Ronnie Robinson Builds Portals, Not Paintings

Walking into Ronnie Robinson’s Los Angeles studio feels less like entering a workspace and more like stepping into a system of thought. Nothing here reads as accidental. The objects, the books, the layers of paint built up over time all suggest a practice rooted in listening as much as making.

Ronnie’s path matters. Born in Mt. Vernon, shaped in Brooklyn, now based in LA, his work has always circled symbolism, ancestry, and the unseen forces that sit just behind the visible world. Early on, that language showed up through African masks and sigils. Those pieces weren’t aesthetic exercises. They were about power, ownership, and reclaiming symbols that were once functional, then flattened or demonized through a Western lens. That energy hasn’t disappeared. It’s expanded.

In conversation with Perri Dash, our Super Niche founder, Robinson traces how that symbolic thinking moved into portraiture, then into florals, materials, and thick, almost geological layers of paint. He’s careful to say this wasn’t a pivot. It’s a continuation. Masks, figures, flowers all operate the same way for him. They’re portals. Each carries meaning, intention, and energy depending on how you approach it.

Perri Dash - Super Niche founder & Ronnie Robinson posing for photograph

One of the most grounding threads comes from a family photograph. Finding an image of his uncle, someone present but largely unknown, forced Robinson to confront how little we often know about our immediate ancestry. We speak broadly about lineage, but rarely interrogate the stories one generation back. His figures aren’t portraits in the conventional sense. They’re attempts to reopen those closed loops. To create dialogue across time.

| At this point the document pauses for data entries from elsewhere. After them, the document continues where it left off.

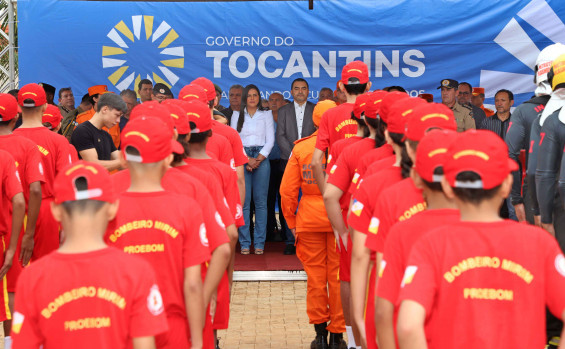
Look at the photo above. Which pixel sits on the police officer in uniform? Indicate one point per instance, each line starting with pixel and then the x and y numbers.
pixel 463 113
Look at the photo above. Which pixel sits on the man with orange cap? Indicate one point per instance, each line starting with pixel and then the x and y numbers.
pixel 315 242
pixel 94 93
pixel 478 99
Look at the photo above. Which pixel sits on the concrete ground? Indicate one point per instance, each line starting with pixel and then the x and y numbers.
pixel 268 314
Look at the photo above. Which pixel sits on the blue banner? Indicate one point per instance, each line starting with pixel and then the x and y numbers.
pixel 414 44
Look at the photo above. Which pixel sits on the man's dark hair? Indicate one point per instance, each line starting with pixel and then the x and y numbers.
pixel 144 82
pixel 299 80
pixel 508 92
pixel 112 101
pixel 355 89
pixel 394 88
pixel 467 84
pixel 64 89
pixel 81 206
pixel 473 196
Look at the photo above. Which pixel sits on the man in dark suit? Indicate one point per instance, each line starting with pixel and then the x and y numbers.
pixel 294 122
pixel 294 119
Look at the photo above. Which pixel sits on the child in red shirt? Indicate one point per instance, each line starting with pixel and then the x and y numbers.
pixel 86 294
pixel 483 282
pixel 164 228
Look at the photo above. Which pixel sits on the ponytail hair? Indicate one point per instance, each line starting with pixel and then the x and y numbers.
pixel 243 106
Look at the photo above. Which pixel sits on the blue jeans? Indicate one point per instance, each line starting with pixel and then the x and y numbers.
pixel 256 184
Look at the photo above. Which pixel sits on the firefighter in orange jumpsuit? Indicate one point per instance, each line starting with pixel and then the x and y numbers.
pixel 94 92
pixel 315 240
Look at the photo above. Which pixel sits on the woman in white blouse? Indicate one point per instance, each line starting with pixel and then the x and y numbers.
pixel 257 134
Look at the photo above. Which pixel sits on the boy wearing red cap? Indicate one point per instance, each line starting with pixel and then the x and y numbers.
pixel 427 174
pixel 315 241
pixel 336 124
pixel 171 237
pixel 86 294
pixel 54 150
pixel 482 266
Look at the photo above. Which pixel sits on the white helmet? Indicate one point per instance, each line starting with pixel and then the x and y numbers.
pixel 543 65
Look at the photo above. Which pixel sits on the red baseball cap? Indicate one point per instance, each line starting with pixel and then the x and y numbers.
pixel 83 180
pixel 388 101
pixel 8 107
pixel 192 92
pixel 428 116
pixel 199 114
pixel 431 153
pixel 482 152
pixel 32 95
pixel 52 115
pixel 156 110
pixel 361 104
pixel 399 113
pixel 150 137
pixel 355 73
pixel 208 86
pixel 178 113
pixel 374 104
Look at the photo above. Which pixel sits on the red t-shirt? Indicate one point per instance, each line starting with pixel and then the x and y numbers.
pixel 401 238
pixel 177 181
pixel 167 230
pixel 337 148
pixel 11 186
pixel 28 159
pixel 219 148
pixel 214 188
pixel 485 285
pixel 398 203
pixel 228 179
pixel 54 150
pixel 365 198
pixel 336 124
pixel 239 155
pixel 98 299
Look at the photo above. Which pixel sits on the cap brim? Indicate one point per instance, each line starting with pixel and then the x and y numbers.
pixel 177 147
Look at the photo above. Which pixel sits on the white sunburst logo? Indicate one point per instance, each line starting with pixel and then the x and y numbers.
pixel 135 55
pixel 514 39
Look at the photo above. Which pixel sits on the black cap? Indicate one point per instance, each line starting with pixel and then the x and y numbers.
pixel 48 88
pixel 162 89
pixel 449 83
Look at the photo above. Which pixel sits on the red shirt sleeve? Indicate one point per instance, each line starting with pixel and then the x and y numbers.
pixel 25 322
pixel 392 268
pixel 420 281
pixel 146 319
pixel 195 243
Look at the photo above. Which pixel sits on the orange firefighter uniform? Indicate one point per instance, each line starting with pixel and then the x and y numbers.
pixel 315 242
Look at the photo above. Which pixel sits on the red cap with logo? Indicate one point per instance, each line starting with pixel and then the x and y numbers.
pixel 156 110
pixel 361 104
pixel 429 116
pixel 178 113
pixel 355 73
pixel 431 152
pixel 193 92
pixel 400 112
pixel 32 95
pixel 374 104
pixel 52 115
pixel 207 85
pixel 83 180
pixel 199 114
pixel 150 137
pixel 482 152
pixel 8 107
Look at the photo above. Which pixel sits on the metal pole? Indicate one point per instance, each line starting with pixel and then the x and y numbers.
pixel 11 57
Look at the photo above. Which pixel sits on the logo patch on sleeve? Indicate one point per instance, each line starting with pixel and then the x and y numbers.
pixel 409 275
pixel 374 225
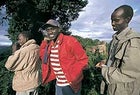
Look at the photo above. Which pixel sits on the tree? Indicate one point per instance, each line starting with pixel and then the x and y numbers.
pixel 31 14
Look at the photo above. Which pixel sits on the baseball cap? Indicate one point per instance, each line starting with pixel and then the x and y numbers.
pixel 51 23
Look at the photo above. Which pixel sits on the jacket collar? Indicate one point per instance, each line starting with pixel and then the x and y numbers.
pixel 32 41
pixel 59 39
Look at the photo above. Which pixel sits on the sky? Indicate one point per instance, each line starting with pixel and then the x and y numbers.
pixel 94 21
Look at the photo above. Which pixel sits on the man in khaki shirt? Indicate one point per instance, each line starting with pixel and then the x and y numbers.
pixel 122 69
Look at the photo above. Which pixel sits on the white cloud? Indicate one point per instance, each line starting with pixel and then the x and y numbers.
pixel 94 21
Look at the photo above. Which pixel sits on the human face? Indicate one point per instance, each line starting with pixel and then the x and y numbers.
pixel 119 23
pixel 22 39
pixel 53 32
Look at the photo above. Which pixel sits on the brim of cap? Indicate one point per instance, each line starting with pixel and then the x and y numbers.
pixel 47 25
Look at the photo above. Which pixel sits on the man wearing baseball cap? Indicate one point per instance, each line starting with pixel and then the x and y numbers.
pixel 63 59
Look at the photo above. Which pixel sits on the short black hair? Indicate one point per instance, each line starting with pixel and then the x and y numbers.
pixel 27 34
pixel 128 11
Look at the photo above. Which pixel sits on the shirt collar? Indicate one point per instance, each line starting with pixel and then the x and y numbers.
pixel 122 34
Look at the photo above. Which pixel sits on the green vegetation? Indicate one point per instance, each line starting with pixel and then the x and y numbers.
pixel 30 15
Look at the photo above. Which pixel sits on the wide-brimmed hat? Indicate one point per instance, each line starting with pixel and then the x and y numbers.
pixel 51 23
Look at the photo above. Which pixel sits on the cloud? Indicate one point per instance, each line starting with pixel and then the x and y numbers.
pixel 94 22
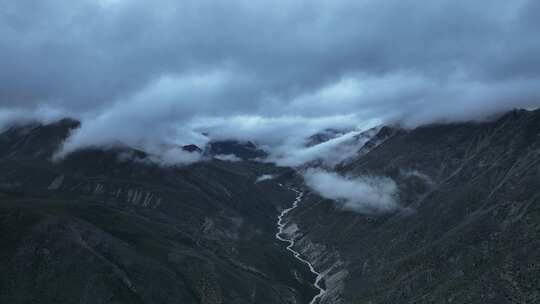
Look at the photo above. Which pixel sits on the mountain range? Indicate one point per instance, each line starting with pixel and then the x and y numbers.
pixel 111 226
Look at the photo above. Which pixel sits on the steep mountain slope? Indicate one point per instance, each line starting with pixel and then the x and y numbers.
pixel 107 226
pixel 468 230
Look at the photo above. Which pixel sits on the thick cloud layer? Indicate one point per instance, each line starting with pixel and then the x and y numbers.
pixel 364 194
pixel 148 73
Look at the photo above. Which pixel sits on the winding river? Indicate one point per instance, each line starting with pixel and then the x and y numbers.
pixel 280 236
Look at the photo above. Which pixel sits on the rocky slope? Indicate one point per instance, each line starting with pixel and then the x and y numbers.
pixel 108 226
pixel 468 230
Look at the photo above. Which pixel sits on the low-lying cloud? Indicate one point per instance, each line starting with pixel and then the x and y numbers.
pixel 364 194
pixel 147 73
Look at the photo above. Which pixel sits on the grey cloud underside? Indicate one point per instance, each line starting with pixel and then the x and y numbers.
pixel 134 71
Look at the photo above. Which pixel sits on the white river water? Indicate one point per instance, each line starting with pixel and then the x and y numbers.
pixel 280 236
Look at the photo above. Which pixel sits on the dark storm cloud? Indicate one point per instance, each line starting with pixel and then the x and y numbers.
pixel 138 71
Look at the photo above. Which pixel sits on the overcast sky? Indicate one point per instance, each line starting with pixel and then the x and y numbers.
pixel 165 70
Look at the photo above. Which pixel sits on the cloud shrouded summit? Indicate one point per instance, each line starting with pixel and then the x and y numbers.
pixel 140 72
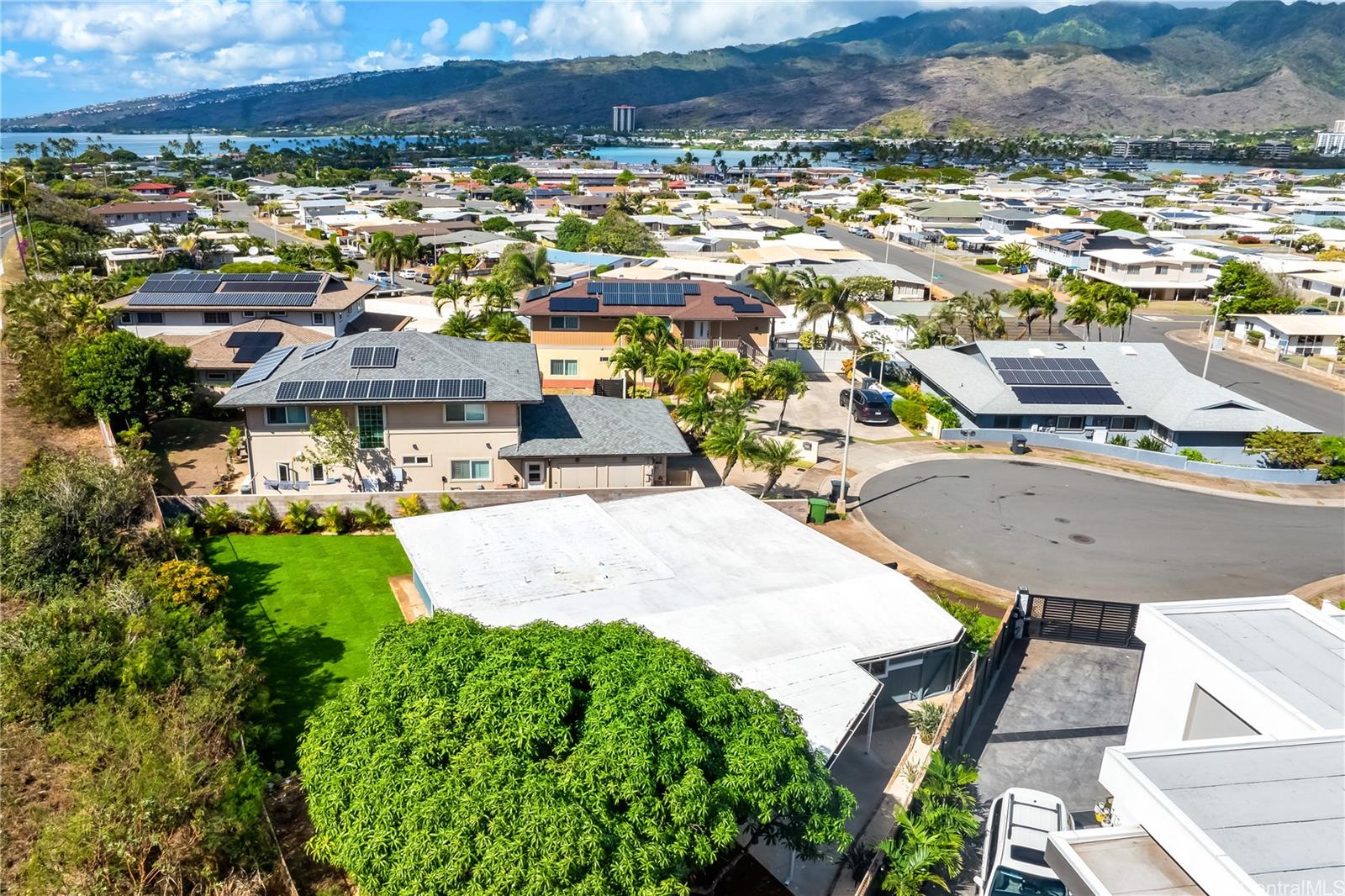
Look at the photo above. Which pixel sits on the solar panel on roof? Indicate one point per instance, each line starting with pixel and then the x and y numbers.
pixel 572 304
pixel 1067 396
pixel 264 367
pixel 316 350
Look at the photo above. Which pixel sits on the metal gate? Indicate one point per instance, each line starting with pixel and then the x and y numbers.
pixel 1100 622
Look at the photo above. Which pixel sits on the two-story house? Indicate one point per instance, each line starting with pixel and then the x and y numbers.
pixel 193 303
pixel 573 323
pixel 1158 273
pixel 119 214
pixel 435 414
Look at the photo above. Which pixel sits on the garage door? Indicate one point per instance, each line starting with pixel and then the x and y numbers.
pixel 575 475
pixel 629 475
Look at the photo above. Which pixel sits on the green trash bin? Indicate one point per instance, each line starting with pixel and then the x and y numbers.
pixel 818 510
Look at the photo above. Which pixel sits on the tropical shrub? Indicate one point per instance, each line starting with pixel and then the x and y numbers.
pixel 926 719
pixel 217 519
pixel 190 582
pixel 260 519
pixel 410 506
pixel 333 519
pixel 300 519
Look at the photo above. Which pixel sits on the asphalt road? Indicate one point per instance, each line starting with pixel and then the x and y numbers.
pixel 1315 405
pixel 1086 535
pixel 952 275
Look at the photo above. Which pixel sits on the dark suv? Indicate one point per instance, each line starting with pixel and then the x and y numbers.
pixel 869 405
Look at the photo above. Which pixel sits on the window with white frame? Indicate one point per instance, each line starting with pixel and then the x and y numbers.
pixel 475 470
pixel 287 416
pixel 464 414
pixel 370 424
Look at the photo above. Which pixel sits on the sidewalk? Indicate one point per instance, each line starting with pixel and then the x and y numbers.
pixel 1237 350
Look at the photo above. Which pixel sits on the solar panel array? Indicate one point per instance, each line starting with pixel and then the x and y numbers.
pixel 381 390
pixel 264 367
pixel 572 304
pixel 252 346
pixel 740 306
pixel 210 289
pixel 641 293
pixel 373 356
pixel 1067 396
pixel 1049 372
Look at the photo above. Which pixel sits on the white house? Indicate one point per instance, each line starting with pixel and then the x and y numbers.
pixel 1295 334
pixel 1231 777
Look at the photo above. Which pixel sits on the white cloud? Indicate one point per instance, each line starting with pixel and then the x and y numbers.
pixel 435 34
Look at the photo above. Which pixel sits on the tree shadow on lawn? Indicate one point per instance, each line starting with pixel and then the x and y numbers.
pixel 295 661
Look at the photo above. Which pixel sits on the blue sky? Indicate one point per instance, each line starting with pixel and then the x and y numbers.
pixel 58 54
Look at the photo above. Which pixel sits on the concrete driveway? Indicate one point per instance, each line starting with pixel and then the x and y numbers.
pixel 1083 535
pixel 1056 708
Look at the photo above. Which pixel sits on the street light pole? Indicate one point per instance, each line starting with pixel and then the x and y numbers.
pixel 1210 347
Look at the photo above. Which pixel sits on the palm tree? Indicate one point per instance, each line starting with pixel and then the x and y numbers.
pixel 783 380
pixel 1084 309
pixel 731 440
pixel 833 300
pixel 525 266
pixel 504 326
pixel 773 456
pixel 495 293
pixel 448 293
pixel 463 324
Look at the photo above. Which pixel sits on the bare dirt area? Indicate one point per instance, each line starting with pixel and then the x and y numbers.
pixel 193 454
pixel 22 436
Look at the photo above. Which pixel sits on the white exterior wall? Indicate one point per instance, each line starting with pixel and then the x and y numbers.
pixel 1174 663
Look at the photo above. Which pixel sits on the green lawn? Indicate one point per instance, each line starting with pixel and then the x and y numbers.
pixel 307 607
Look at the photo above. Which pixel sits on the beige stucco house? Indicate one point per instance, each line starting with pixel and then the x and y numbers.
pixel 436 414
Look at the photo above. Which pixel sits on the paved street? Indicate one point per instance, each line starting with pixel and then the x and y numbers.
pixel 952 276
pixel 1084 535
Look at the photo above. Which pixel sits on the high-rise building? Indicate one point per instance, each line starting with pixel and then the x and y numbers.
pixel 623 119
pixel 1332 143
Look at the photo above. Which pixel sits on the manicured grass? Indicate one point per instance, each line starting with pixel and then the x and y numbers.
pixel 309 609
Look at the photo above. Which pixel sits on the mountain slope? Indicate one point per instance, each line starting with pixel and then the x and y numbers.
pixel 1103 67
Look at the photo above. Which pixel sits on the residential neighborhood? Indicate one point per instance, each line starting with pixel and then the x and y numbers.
pixel 615 450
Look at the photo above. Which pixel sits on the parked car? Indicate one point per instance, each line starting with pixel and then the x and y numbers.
pixel 1013 862
pixel 869 405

Geography quietly reshapes everything. Robinson describes New York as dense and predetermined, a place where structures already exist. Los Angeles feels open, unfinished, more dependent on imagination. That openness shows up in the work. Concrete gives way to flowers. Grit gives way to growth. Plants become instruction. They bloom without explanation, without apology. That expectation of growth becomes a metaphor for how he thinks about life and practice.

Intuition is the constant throughline. Books read decades ago resurface mid-process. Objects like bells enter the work as symbols of readiness and awakening. Paint isn’t just surface. It’s matter. It holds space. Layers accumulate because they carry weight, not because they decorate.

This isn’t about branding an artist or packaging a narrative. It’s about watching someone build a visual language by trusting what keeps calling to them. Watch closely. There’s more happening beneath the surface than the first glance lets on.